NA 2: Thank you Mary for that illuminating insight into the monster now lurking somewhere in Super City. (Pan to NA 1 looking confused at NA 2 for his stealing of the lines). We’re going to take a brief commercial break, but don’t touch that dial. We’ll be right back to examine other pressing Super City issues like whether the mayor has a hairpiece.
(Pan out no sound. NA 2 takes off his wig. Fade to black).
(Beautiful sunny day on a hill with a lake in the backdrop. Zoom in on the King on the hill reading the Once and Future King. Cue visible sigh with shoulder heave from the King. Picks up one of those giant pencils you get at museums and begins to write in his journal. )
King: (Writing) I don’t understand why everyone runs from me…etc…
(Enter Ronald McDonald. Cue “I Believe in Miracles” and Ronald prancing among a tall field (the cliché happy image) with the flashes of the King staring in awe). Ronald and the King begin throwing flower petals into the water. Once they run out they turn to gradually bigger and bigger rocks. Finally, it’s only Ronald and the King. The King, thinking himself hilarious, tosses Ronald into the lake, where he promptly drowns. Pan to the King becoming very sad and upset.)
Setting: TV Studio and Forest
TV Voice: We bring you this late-breaking update from Action News. (Colbert music cutting to NA 2 clutching his ear piece with one hand)
NA 2: Good afternoon, Super City. We bring you this late-breaking update from Action News (Pan to NA 1 looking confusedly at NA 2). We have received reports that the monster has been found and been surrounded by a mob of angry, infuriated, incensed, irate, irrational, illogical, inconceivable, irreverent Super City residents following yesterday’s shocking drowning of beloved Super City clown man Ronald McDonald. An eyewitness placed the monster at the scene and the mob, so heartbroken at the loss of an icon, has decided not to wait for the courts of law to bring this renegade to justice. Our very own Mary Shelley is live at the scene. Take it away Mary.
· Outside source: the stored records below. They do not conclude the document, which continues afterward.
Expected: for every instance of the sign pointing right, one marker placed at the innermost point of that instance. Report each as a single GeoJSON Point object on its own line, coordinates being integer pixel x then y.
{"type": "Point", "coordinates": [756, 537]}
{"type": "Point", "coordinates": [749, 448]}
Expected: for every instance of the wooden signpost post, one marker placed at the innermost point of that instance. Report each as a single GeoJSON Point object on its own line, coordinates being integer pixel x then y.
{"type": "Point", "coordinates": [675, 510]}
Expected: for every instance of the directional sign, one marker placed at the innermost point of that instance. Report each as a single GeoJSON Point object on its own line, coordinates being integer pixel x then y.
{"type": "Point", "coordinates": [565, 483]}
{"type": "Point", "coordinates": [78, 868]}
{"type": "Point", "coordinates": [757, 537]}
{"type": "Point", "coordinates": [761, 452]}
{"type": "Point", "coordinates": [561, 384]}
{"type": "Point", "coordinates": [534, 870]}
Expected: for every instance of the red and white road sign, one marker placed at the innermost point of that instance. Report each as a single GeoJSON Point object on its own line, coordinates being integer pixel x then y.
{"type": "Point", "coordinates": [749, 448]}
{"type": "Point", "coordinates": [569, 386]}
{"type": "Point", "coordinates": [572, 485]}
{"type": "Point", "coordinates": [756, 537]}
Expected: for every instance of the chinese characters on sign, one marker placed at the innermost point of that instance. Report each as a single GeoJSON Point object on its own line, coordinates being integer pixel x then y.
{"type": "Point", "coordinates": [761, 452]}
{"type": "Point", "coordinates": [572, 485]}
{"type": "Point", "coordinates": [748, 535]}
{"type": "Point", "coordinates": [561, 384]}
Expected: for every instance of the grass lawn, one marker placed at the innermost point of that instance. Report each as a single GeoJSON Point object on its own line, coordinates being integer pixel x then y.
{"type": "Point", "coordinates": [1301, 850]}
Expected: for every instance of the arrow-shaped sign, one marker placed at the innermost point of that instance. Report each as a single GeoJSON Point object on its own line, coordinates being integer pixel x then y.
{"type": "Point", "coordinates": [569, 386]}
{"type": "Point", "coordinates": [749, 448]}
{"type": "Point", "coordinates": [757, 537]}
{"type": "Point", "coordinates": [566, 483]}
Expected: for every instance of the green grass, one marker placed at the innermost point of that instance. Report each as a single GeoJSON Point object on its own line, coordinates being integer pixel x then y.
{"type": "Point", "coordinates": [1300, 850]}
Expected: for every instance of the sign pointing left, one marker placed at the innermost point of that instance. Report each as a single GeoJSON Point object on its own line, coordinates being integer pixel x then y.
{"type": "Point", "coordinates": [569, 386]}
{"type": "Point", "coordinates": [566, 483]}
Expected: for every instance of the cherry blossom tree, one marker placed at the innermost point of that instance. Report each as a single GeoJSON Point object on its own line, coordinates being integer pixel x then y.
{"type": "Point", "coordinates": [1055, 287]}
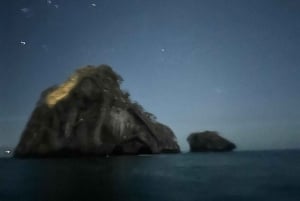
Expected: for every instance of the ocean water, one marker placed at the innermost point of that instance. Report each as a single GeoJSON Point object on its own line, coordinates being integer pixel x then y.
{"type": "Point", "coordinates": [236, 176]}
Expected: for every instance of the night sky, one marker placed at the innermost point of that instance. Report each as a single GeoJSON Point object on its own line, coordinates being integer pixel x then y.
{"type": "Point", "coordinates": [232, 66]}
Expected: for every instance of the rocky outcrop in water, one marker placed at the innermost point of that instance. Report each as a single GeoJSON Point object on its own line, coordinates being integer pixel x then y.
{"type": "Point", "coordinates": [89, 114]}
{"type": "Point", "coordinates": [209, 141]}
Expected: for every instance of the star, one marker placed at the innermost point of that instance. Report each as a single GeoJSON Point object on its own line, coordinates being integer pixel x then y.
{"type": "Point", "coordinates": [7, 151]}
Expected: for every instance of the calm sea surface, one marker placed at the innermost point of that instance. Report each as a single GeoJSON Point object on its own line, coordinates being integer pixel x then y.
{"type": "Point", "coordinates": [260, 175]}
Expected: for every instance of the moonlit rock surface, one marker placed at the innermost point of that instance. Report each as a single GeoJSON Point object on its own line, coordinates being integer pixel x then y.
{"type": "Point", "coordinates": [209, 141]}
{"type": "Point", "coordinates": [89, 114]}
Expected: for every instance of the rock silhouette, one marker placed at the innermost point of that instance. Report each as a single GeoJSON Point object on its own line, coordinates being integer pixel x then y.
{"type": "Point", "coordinates": [209, 141]}
{"type": "Point", "coordinates": [89, 114]}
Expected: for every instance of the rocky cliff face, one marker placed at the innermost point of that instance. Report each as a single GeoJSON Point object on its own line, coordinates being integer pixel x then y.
{"type": "Point", "coordinates": [209, 141]}
{"type": "Point", "coordinates": [90, 115]}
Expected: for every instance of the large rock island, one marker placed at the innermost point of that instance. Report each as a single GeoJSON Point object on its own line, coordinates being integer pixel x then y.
{"type": "Point", "coordinates": [89, 114]}
{"type": "Point", "coordinates": [209, 141]}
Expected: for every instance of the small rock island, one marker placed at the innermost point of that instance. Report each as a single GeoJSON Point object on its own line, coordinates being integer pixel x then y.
{"type": "Point", "coordinates": [89, 114]}
{"type": "Point", "coordinates": [209, 141]}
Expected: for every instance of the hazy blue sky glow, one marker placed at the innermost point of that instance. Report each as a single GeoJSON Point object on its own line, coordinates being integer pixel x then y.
{"type": "Point", "coordinates": [231, 66]}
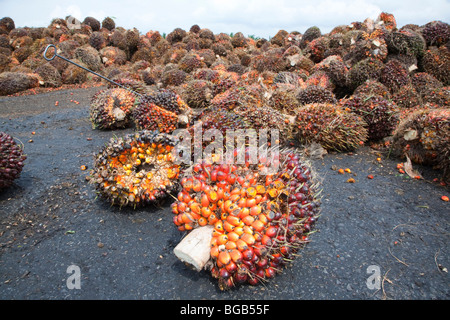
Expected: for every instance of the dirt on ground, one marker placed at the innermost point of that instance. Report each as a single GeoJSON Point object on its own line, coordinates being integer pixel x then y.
{"type": "Point", "coordinates": [391, 226]}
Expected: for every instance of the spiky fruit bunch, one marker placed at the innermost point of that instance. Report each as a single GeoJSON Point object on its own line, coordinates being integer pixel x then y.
{"type": "Point", "coordinates": [424, 136]}
{"type": "Point", "coordinates": [198, 93]}
{"type": "Point", "coordinates": [372, 88]}
{"type": "Point", "coordinates": [111, 108]}
{"type": "Point", "coordinates": [260, 220]}
{"type": "Point", "coordinates": [436, 33]}
{"type": "Point", "coordinates": [315, 94]}
{"type": "Point", "coordinates": [164, 111]}
{"type": "Point", "coordinates": [333, 127]}
{"type": "Point", "coordinates": [436, 61]}
{"type": "Point", "coordinates": [283, 98]}
{"type": "Point", "coordinates": [137, 169]}
{"type": "Point", "coordinates": [367, 69]}
{"type": "Point", "coordinates": [380, 114]}
{"type": "Point", "coordinates": [11, 160]}
{"type": "Point", "coordinates": [394, 75]}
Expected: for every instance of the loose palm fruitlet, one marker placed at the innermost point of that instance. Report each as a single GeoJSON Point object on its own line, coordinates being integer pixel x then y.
{"type": "Point", "coordinates": [137, 169]}
{"type": "Point", "coordinates": [111, 109]}
{"type": "Point", "coordinates": [260, 220]}
{"type": "Point", "coordinates": [11, 160]}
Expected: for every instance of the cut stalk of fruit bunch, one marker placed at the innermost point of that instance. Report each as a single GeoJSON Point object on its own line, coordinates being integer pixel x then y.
{"type": "Point", "coordinates": [257, 221]}
{"type": "Point", "coordinates": [137, 169]}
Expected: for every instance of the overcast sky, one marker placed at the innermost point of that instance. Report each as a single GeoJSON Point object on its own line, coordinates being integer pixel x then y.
{"type": "Point", "coordinates": [262, 18]}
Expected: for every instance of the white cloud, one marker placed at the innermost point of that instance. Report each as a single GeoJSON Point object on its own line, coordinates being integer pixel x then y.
{"type": "Point", "coordinates": [253, 17]}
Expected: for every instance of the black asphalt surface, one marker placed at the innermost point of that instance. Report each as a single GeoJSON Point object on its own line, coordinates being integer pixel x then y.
{"type": "Point", "coordinates": [50, 219]}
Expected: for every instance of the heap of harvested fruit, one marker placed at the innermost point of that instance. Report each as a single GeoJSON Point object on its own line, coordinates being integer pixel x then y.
{"type": "Point", "coordinates": [164, 111]}
{"type": "Point", "coordinates": [333, 127]}
{"type": "Point", "coordinates": [260, 217]}
{"type": "Point", "coordinates": [424, 136]}
{"type": "Point", "coordinates": [111, 108]}
{"type": "Point", "coordinates": [137, 169]}
{"type": "Point", "coordinates": [11, 160]}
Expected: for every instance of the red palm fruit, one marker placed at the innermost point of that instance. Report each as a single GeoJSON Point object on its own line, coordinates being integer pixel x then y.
{"type": "Point", "coordinates": [206, 212]}
{"type": "Point", "coordinates": [258, 226]}
{"type": "Point", "coordinates": [212, 196]}
{"type": "Point", "coordinates": [232, 236]}
{"type": "Point", "coordinates": [224, 257]}
{"type": "Point", "coordinates": [240, 277]}
{"type": "Point", "coordinates": [253, 280]}
{"type": "Point", "coordinates": [260, 273]}
{"type": "Point", "coordinates": [196, 185]}
{"type": "Point", "coordinates": [230, 245]}
{"type": "Point", "coordinates": [248, 238]}
{"type": "Point", "coordinates": [251, 202]}
{"type": "Point", "coordinates": [255, 210]}
{"type": "Point", "coordinates": [218, 226]}
{"type": "Point", "coordinates": [269, 272]}
{"type": "Point", "coordinates": [266, 241]}
{"type": "Point", "coordinates": [222, 239]}
{"type": "Point", "coordinates": [228, 227]}
{"type": "Point", "coordinates": [223, 273]}
{"type": "Point", "coordinates": [214, 252]}
{"type": "Point", "coordinates": [247, 255]}
{"type": "Point", "coordinates": [248, 220]}
{"type": "Point", "coordinates": [241, 244]}
{"type": "Point", "coordinates": [271, 231]}
{"type": "Point", "coordinates": [181, 207]}
{"type": "Point", "coordinates": [236, 255]}
{"type": "Point", "coordinates": [204, 200]}
{"type": "Point", "coordinates": [251, 192]}
{"type": "Point", "coordinates": [262, 263]}
{"type": "Point", "coordinates": [243, 213]}
{"type": "Point", "coordinates": [231, 267]}
{"type": "Point", "coordinates": [238, 231]}
{"type": "Point", "coordinates": [234, 221]}
{"type": "Point", "coordinates": [187, 186]}
{"type": "Point", "coordinates": [195, 207]}
{"type": "Point", "coordinates": [260, 250]}
{"type": "Point", "coordinates": [202, 221]}
{"type": "Point", "coordinates": [231, 179]}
RiF: Thanks, Roberrrrrrrrrrrr. Well, I am live at this chaotic scene where the monster appears to be. Mob members believe they have the monsters surrounded. I’ll see if I can flag one of them down for us to speak to. Excuse me sir…
MM: Not now chief, I’m in the zone.
RiF: Well, Roberrrrr it seems the mob members are far too busy. Why don’t we just look on and observe the scene.
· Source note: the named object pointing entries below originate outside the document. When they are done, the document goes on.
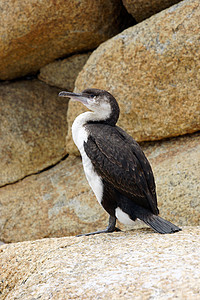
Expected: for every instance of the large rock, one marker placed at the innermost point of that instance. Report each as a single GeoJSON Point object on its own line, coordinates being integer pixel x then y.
{"type": "Point", "coordinates": [63, 73]}
{"type": "Point", "coordinates": [59, 201]}
{"type": "Point", "coordinates": [153, 71]}
{"type": "Point", "coordinates": [132, 265]}
{"type": "Point", "coordinates": [32, 128]}
{"type": "Point", "coordinates": [34, 33]}
{"type": "Point", "coordinates": [142, 9]}
{"type": "Point", "coordinates": [56, 202]}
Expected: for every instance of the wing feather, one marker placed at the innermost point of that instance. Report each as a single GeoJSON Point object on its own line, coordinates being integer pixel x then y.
{"type": "Point", "coordinates": [120, 161]}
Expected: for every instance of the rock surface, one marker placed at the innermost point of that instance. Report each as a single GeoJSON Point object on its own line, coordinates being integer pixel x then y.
{"type": "Point", "coordinates": [34, 33]}
{"type": "Point", "coordinates": [153, 71]}
{"type": "Point", "coordinates": [63, 73]}
{"type": "Point", "coordinates": [142, 9]}
{"type": "Point", "coordinates": [108, 266]}
{"type": "Point", "coordinates": [56, 202]}
{"type": "Point", "coordinates": [59, 201]}
{"type": "Point", "coordinates": [32, 129]}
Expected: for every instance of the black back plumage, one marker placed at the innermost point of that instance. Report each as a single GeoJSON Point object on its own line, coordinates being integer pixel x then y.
{"type": "Point", "coordinates": [119, 160]}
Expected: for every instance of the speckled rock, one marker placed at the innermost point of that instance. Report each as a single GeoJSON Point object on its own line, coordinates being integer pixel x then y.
{"type": "Point", "coordinates": [32, 128]}
{"type": "Point", "coordinates": [34, 33]}
{"type": "Point", "coordinates": [59, 201]}
{"type": "Point", "coordinates": [142, 9]}
{"type": "Point", "coordinates": [109, 266]}
{"type": "Point", "coordinates": [56, 202]}
{"type": "Point", "coordinates": [153, 71]}
{"type": "Point", "coordinates": [63, 73]}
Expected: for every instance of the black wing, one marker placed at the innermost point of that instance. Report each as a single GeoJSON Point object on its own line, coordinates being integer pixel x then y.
{"type": "Point", "coordinates": [120, 161]}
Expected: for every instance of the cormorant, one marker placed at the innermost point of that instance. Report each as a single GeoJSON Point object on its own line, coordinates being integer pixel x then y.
{"type": "Point", "coordinates": [115, 166]}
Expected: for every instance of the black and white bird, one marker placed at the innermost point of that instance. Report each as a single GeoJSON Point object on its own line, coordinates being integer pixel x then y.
{"type": "Point", "coordinates": [115, 166]}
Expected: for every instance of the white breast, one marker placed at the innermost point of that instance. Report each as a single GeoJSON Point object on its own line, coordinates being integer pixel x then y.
{"type": "Point", "coordinates": [80, 136]}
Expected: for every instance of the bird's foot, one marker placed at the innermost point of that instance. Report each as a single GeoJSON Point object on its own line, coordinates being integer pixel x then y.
{"type": "Point", "coordinates": [111, 228]}
{"type": "Point", "coordinates": [99, 231]}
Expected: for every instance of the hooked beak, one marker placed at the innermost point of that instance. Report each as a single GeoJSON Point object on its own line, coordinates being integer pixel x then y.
{"type": "Point", "coordinates": [74, 96]}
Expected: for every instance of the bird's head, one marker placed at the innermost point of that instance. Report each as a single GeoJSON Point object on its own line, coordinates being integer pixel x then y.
{"type": "Point", "coordinates": [101, 102]}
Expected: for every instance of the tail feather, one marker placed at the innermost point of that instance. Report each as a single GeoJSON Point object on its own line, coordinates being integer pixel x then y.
{"type": "Point", "coordinates": [160, 225]}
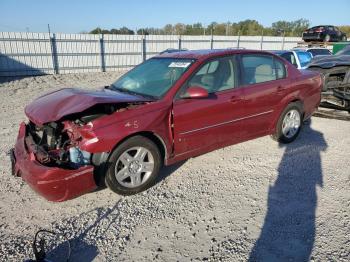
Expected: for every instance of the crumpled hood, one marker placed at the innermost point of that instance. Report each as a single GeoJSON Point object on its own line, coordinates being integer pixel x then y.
{"type": "Point", "coordinates": [330, 61]}
{"type": "Point", "coordinates": [54, 106]}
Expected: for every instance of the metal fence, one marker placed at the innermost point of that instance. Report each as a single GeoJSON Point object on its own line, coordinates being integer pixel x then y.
{"type": "Point", "coordinates": [24, 54]}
(Mob surrounds camping tent but keeps their distance).
MM: Alright monster come out with your hands out and don’t try to pull any funny business.
(King slowly emerges from tent downcast. Mob members begin to swarm around King when all of a sudden…)
King: WAIT A SECOND!!! I DESERVE A HOT JUICY BURGER!!!! (mob muttering confusedly). And do you (points) and you (points again). WE ALL DESERVE HOT JUICY BURGERS (mob breaks into wild cheers and hoists King up onto their shoulders; carry King away as scene fades to black).
(Cue Burger King scene with King behind the counter taking orders. Have every customer say something along the lines of “Thanks, King” or “You’re the Greatest King” and a little kid who gives his order and says “When I grow up, I want to be just like you King.” Tranquil happy music needed.)
Narrator: So that ends our charming tale. How can a monster find acceptance you ask? By making the best damn burgers this side of the Mississippi.